# Siding.



## Morris P. Kins (Jan 16, 2008)

I have to side a wall above a 2 pitch roof. The right side is the ground and the left a corner board. The total distance is 18' between trim. I know I need two first courses. Here is my question. When I level from the bottom left corner board I die right into the roof almost halfway. How do I get started? Do I run the starter course at the pitch from trim to trim, then run the next layer and let it die into the roof where the next level course would end?


----------



## Patrick (Apr 12, 2006)

A picture or drawing would really help, confused by your use of the term ground??????


----------



## oldfrt (Oct 10, 2007)

Hey Morris,
Are you installing wood shakes here?


----------



## Morris P. Kins (Jan 16, 2008)

Ground: 3/4 x 3/4 inside corner trim. Applying white cedar shingles.


----------



## Patrick (Apr 12, 2006)

I dont do a whole lot of shakes, Im sure that someone doing them every day has a better way, but I make shingle "kits" I lay a enough out on a work bench as they would be on the wall, and put my 6' level across them like the roof line, mark with a pencil, and run them through the table saw.
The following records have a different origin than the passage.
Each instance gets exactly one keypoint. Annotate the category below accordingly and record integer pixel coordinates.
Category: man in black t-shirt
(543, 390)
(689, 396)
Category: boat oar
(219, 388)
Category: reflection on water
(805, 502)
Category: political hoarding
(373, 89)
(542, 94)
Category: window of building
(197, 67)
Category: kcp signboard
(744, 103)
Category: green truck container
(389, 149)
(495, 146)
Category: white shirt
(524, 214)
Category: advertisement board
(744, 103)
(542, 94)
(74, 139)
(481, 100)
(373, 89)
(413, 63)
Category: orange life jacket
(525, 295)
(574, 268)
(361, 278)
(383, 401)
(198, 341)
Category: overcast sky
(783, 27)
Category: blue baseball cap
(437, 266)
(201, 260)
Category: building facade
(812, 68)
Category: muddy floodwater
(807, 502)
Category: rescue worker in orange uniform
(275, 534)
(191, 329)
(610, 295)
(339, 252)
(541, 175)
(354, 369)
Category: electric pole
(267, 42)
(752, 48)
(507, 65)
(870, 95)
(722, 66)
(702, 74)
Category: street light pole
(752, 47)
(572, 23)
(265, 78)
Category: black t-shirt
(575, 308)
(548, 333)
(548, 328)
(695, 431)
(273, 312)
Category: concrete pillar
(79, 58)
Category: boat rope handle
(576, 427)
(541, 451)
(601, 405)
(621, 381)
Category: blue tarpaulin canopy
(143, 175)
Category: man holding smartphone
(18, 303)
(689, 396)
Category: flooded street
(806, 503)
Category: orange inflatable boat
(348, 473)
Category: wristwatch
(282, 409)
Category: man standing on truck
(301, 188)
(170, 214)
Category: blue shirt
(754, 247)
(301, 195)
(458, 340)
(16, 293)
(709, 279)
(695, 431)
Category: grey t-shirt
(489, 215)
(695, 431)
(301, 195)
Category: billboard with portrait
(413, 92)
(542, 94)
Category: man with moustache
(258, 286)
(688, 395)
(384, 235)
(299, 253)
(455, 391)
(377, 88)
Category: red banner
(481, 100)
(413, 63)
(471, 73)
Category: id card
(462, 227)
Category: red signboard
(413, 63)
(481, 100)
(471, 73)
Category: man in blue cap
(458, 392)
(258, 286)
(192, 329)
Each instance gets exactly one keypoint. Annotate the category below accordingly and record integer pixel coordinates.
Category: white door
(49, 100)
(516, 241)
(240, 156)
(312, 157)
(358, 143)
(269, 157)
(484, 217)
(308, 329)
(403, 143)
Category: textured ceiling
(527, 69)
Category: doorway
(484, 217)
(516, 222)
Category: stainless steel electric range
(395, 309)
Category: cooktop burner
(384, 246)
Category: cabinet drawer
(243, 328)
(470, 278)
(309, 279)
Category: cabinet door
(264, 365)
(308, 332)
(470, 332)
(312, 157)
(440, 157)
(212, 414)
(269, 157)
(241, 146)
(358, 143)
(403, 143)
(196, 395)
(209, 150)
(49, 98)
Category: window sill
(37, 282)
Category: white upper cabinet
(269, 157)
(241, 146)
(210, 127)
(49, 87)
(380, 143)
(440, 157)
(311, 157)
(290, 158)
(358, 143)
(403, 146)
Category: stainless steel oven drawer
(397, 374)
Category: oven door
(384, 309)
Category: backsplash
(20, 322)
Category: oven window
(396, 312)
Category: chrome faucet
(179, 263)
I try to save all the extra wide shingles for these places. You just gotta keep thinking the whole way through


----------



## Patrick (Apr 12, 2006)

Also make sure you keep them far enough off the roof to prevent rot


----------



## neolitic (Apr 20, 2006)

I bet Morris has done this before,
just not with a 2 pitch.
Me either!


----------



## A W Smith (Oct 14, 2007)

Morris P. Kins said:


> I have to side a wall above a 2 pitch roof. The right side is the ground and the left a corner board. The total distance is 18' between trim. I know I need two first courses. Here is my question. When I level from the bottom left corner board I die right into the roof almost halfway. How do I get started? Do I run the starter course at the pitch from trim to trim, then run the next layer and let it die into the roof where the next level course would end?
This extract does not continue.